In all societies doctors are encountering an increasing number of women surviving breast cancer. How the menopause of these women should be treated is still an open ended question and is the subject of much debate in medical circles.
Use of Hormone Replacement Therapy (HRT) may, at least in theory, increase the risk of the recurrence of breast cancer. However, its categoric refusal is a double-edged sword because it also denies these women all the indisputable health benefits that HRT provides. This is particularly so, because the very drugs used to treat breast cancer and prevent its recurrence also enhance the troublesome symptoms of menopause.
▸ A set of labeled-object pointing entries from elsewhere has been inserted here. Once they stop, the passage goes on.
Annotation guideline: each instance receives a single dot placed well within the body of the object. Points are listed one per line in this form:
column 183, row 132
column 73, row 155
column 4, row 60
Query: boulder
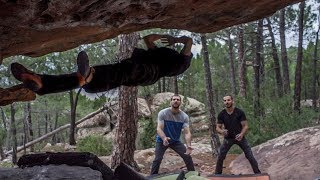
column 294, row 155
column 36, row 28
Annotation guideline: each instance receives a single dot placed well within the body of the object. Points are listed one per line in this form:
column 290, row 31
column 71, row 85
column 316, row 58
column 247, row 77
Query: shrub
column 97, row 145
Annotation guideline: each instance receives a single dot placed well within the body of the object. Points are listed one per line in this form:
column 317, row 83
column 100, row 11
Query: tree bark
column 13, row 134
column 314, row 69
column 242, row 64
column 256, row 68
column 126, row 130
column 231, row 59
column 163, row 84
column 73, row 104
column 175, row 85
column 284, row 56
column 4, row 119
column 46, row 117
column 29, row 123
column 215, row 142
column 276, row 61
column 297, row 85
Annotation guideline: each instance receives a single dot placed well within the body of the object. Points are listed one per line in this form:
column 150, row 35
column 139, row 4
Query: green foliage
column 95, row 144
column 4, row 164
column 147, row 137
column 278, row 119
column 3, row 136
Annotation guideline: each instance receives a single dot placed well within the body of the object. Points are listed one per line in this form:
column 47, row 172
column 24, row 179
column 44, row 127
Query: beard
column 176, row 106
column 229, row 105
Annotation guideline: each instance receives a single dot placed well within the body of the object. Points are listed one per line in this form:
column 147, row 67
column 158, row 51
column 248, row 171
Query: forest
column 271, row 67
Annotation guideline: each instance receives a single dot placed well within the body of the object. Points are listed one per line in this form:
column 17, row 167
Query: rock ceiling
column 35, row 28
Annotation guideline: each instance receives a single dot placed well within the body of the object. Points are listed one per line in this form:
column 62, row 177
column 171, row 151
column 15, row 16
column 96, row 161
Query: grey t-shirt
column 173, row 124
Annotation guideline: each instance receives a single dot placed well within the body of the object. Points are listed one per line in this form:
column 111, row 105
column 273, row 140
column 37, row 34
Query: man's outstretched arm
column 169, row 40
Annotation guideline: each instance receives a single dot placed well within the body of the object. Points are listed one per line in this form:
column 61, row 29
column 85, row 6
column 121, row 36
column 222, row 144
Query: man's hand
column 189, row 150
column 239, row 137
column 166, row 141
column 224, row 132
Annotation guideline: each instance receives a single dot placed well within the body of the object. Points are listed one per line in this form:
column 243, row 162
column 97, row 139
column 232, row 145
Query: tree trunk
column 46, row 117
column 25, row 126
column 159, row 86
column 54, row 137
column 29, row 122
column 276, row 65
column 314, row 69
column 231, row 59
column 4, row 119
column 126, row 130
column 215, row 142
column 175, row 85
column 256, row 68
column 284, row 56
column 163, row 84
column 297, row 85
column 73, row 104
column 242, row 64
column 13, row 134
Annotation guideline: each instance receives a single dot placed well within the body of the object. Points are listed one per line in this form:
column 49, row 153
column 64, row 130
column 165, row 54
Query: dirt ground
column 204, row 163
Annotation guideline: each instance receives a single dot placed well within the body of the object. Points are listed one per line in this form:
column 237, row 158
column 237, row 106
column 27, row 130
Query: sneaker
column 18, row 70
column 16, row 94
column 30, row 80
column 83, row 64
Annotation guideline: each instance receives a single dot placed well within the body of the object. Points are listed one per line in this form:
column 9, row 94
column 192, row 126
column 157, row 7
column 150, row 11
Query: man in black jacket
column 235, row 127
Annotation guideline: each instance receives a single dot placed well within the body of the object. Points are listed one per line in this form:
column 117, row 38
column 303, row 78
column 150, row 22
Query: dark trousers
column 179, row 148
column 244, row 145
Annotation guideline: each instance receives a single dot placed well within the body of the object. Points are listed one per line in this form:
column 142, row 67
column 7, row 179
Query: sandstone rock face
column 35, row 28
column 50, row 172
column 294, row 155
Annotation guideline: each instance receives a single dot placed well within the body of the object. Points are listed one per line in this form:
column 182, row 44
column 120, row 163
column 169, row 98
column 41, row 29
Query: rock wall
column 35, row 28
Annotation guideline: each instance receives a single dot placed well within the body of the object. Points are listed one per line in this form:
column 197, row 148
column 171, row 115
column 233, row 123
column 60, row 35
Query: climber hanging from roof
column 144, row 67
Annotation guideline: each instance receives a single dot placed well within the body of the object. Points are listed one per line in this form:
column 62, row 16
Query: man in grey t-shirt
column 171, row 121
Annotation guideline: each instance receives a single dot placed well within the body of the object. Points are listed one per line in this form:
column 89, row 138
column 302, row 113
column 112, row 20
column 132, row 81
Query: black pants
column 244, row 145
column 179, row 148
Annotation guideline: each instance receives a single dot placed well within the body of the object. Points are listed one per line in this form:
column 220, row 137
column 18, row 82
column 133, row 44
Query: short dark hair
column 175, row 95
column 229, row 95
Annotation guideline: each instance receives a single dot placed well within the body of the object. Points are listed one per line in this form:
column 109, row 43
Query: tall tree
column 276, row 62
column 73, row 104
column 231, row 59
column 242, row 63
column 284, row 56
column 256, row 68
column 13, row 130
column 314, row 67
column 126, row 130
column 297, row 85
column 29, row 124
column 215, row 142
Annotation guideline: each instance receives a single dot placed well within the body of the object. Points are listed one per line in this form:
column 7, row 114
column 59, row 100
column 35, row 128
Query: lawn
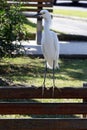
column 30, row 71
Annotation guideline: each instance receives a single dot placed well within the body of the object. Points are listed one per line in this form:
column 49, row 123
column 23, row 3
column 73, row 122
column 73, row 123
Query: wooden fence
column 10, row 106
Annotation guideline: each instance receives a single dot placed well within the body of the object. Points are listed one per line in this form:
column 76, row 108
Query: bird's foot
column 43, row 87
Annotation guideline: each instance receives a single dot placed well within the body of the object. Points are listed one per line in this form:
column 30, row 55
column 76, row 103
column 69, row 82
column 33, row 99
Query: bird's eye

Most chemotherapists and surgeons are highly opposed to the use of HRT in breast cancer survivors. This is driven by the underlying fear of recurrence in survivors themselves, the lack of international uniform guidelines for doctors and the possibility of litigation should a woman develop a recurrence while taking HRT. The situation is further compounded by the fact that research focusing on the use of HRT in breast cancer survivors is often confusing and conflicting.
So what is the evidence?
In medical circles, various methods are used to analyse data. Observational studies and randomised controlled trials are the main study types that have been used in an attempt to answer the question of safety of HRT in breast cancer survivors. The latter type of trial carries more scientific weight and can be seen as the most accurate if performed correctly.
The existing observational studies to date, do not support that HRT increases cancer recurrence, or even the risk of dying from breast cancer. The randomised controlled trials however, conflict these results. There have been three trials to date, two of which were stopped before the planned end date,
due to the increased recurrence of breast cancer in survivors who subsequently went onto HRT. Although worrying, experts who have analysed the data from these trials were not truly convinced of the validity of these findings.
So where does that leave the multitude of doctors and patients, who, on a daily basis, need to address these health and quality of life issues?
And are there alternatives to HRT then?
Yes there are. These are usually not in the form of one single treatment that can address all the menopausal symptoms, but consist of multiple therapies that often need to be combined and that are targeted at specific problems. In general, lifestyle factors such as increasing exercise, not smoking and maintaining a healthy Body Mass Index (BMI) will all help to reduce symptoms.
The alternative drug therapies are all moderately effective in treating this problem and their efficacy can vary from person to person. Side effects can include nausea, dizziness, weight gain and sexual dysfunction. Some examples:
• Venlafaxine (Effexor/Venlor)
• Paroxetine (Paxil)
• Fluoxetine (Prozac)
These medications are also used to treat depression and/or anxiety.
• Gabapentin (Neurontin) anti-siezure medication especially for night flushes.
• Clonidine (Dixirit) to treat high blood pressure.
Calcium and vitamin D supplementation are effective strategies. Weight bearing exercises can be beneficial as well. Drugs like Fosamax, Evista, Protos or Aclasta are reserved for those with proven osteoporosis on a bone scan.
High cholesterol levels
Reduced saturated fats in the diet help here. The Statins e.g. Crestor is also beneficial.
Studies have shown that vaginal insertion of estrogen twice a week does not increase the risk of breast cancer recurrence in survivors and is certainly very effective in treating vaginal dryness and consequent painful intercourse.
Cancer brings with it a huge amount of emotional and physical strain resulting in significant impairment of quality of life. Many survivors report little, or no relief from the solutions offered above. In this select group of patients HRT can be considered provided it is fully discussed first and consistently monitored by an expert in the field. One thing clearly emerges though: we need more research on this topic.